Pizza Sauce (makes 1 quart)
1 teaspoon crumbled dried basil
1/2 teaspoon crumbled dried oregano
1/4 teaspoon crumbled dried marjoram
1/4 cup white wine (the cook can drink the rest)
- Add herbs to wine and marinate for 15 minutes.
2 cloves garlic, finely chopped (I buy a jar of already chopped.)
1 tablespoon extra-virgin olive oil
- While herbs and wine marinate, sauté garlic in olive oil until soft but not brown.
1 1/2 cups chopped crushed plum tomatoes (I use canned)
2 tablespoons tomato paste (I use the entire can)
salt & freshly ground pepper to taste
- Add tomatoes, paste, herb/wine mixture, and salt and pepper. Cover and simmer for about 20 minutes. Remove from stove, puree in a blender until smooth. Return sauce to skillet and summer uncovered until it thickens slightly.
2 1/2 teaspoons active dry yeast.
1 1/2 teaspoon low calorie baking sweetener (I use 1t Splenda and 1/2t sugar)
1 teaspoon salt
2 tablespoons extra-virgin olive oil
1/2 cup lukewarm water
2 cups whole wheat flour
extra flour for kneading and rolling
- Mix yeast, sweetener, salt, oil and water in a bowl.
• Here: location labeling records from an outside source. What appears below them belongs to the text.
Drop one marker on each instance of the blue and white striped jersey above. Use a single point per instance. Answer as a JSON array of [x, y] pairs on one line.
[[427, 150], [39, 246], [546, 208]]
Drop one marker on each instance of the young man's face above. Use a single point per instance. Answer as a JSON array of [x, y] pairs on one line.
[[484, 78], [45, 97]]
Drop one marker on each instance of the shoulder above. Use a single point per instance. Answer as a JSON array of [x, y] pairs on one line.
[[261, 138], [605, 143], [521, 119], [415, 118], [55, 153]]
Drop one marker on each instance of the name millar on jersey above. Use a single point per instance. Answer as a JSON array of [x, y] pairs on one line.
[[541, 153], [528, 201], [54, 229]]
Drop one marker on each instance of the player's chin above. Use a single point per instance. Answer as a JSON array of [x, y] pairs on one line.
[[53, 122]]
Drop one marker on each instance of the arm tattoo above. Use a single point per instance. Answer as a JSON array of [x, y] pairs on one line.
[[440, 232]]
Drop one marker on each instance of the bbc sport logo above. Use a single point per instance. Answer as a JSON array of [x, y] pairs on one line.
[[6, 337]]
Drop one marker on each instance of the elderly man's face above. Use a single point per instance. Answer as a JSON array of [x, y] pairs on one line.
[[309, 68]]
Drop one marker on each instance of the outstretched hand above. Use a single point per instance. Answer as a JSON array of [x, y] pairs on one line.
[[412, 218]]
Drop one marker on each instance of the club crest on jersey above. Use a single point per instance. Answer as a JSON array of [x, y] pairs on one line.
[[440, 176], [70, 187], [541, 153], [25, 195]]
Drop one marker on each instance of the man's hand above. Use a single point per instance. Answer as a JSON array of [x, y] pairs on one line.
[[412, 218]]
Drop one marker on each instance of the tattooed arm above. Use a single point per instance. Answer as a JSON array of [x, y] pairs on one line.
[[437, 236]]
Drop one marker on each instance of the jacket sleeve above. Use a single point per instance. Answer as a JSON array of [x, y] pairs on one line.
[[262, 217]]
Set aside for 10 minutes; the mixture will become cloudy and thick. When this happens, put the flour in another bowl and make a well in the center. Add the yeast mixture and fold into the flour. Add more lukewarm water if needed. Knead dough until it becomes smooth, and place in a lightly oiled bowl and cover with a clean cloth. Place the dough in a warm area for about 45 minutes or until it doubles in size. Roll the dough out on a lightly floured surface into a 15 inch round, place on pizza pan, top with sauce and toppings and bake at 500 degrees until crust is crispy.
Both of these recipes are from The Miami Mediterranean Diet by Michael Ozner, MD.